He was forced to get rid of a suckler herd because of a three-year breakdown and has since taken a ruthless approach to inconclusive reactors, actively removing them from his farm.
“There is an inability to plan ahead,” he said.
“You think you are going to do something, but then suddenly you get TB and you have to change tack as you cannot sell your stores.
“We do not plan. We assume we are going to get TB at some point again.”
Nowhere are divergent views on TB more clearly displayed than in the controversial badger cull debate.
Mr Saunders-Jones said: “The thing which frustrates me most about TB is people getting obsessed with badgers.
“If you go to the Royal Welsh Show, the media will always be saying ‘farmers want a badger cull’.
“I have never met a farmer who wants a badger cull. I have met farmers who want to eradicate TB, but not cull badgers. The message is totally wrong.”
So why is the issue so emotive?
“You have got kids’ stories and wildlife programmes; people go to watch wildlife and have a connection to it,” Mr Saunders-Jones said.
“But part of it is on us. We have not explained the effects of TB correctly and we are not getting our message across.”
Dr Fenwick disagreed.
“It is not about a lack of explaining the issue,” he said.
“People are detached from nature. They get their impression of the countryside from the internet or through Wind in the Willows.
“We are quite unique in Europe in the history of our industrial revolution. We have a hugely urbanised population which is embedded and has been for 200 years now, so we are more detached from the countryside as a population than Ireland or France. They still have those links.”
This divide between rural areas and urban areas, where politicians can hoover up most votes, has led to accusations the Welsh Government has used the badger cull as a political football.

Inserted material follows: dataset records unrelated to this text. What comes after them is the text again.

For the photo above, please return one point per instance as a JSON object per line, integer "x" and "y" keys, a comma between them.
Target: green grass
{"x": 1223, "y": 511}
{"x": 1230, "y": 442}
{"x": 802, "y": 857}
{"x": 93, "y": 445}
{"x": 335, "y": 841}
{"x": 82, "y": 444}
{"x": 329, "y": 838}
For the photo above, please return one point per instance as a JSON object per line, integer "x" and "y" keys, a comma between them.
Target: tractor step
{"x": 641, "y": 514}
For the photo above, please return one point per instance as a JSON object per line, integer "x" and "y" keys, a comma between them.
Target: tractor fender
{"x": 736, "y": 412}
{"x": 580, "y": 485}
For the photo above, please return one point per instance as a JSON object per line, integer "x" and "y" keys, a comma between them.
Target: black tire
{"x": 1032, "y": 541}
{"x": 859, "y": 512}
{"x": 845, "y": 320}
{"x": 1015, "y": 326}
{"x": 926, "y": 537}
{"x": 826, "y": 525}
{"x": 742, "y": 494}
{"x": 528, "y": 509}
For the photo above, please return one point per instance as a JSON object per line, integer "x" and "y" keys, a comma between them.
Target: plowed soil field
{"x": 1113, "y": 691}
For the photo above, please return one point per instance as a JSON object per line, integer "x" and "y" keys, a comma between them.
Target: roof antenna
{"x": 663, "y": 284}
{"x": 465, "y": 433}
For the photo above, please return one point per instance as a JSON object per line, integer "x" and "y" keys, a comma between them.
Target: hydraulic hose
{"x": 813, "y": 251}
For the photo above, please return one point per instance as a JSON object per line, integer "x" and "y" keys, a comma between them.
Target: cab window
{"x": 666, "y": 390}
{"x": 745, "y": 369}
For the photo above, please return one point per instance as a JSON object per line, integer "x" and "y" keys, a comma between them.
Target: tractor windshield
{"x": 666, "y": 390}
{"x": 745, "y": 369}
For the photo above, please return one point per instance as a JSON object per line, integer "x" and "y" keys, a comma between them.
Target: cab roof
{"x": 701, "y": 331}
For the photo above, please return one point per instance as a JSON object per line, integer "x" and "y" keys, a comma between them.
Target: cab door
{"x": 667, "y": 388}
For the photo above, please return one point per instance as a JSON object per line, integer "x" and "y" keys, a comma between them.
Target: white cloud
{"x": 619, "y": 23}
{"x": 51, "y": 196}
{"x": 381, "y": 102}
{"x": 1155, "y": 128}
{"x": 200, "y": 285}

The 2007-2011 Labour-Plaid Cymru coalition agreed to carry out a cull in West Wales, but the position was reversed in 2012 when Labour decided to govern alone.
In 2017, five years later, Rural Cabinet Secretary Lesley Griffiths announced a return to the policy.
Prof Glossop insists she always believed a targeted cull was worth trialling and had presented the same evidence to successive administrations.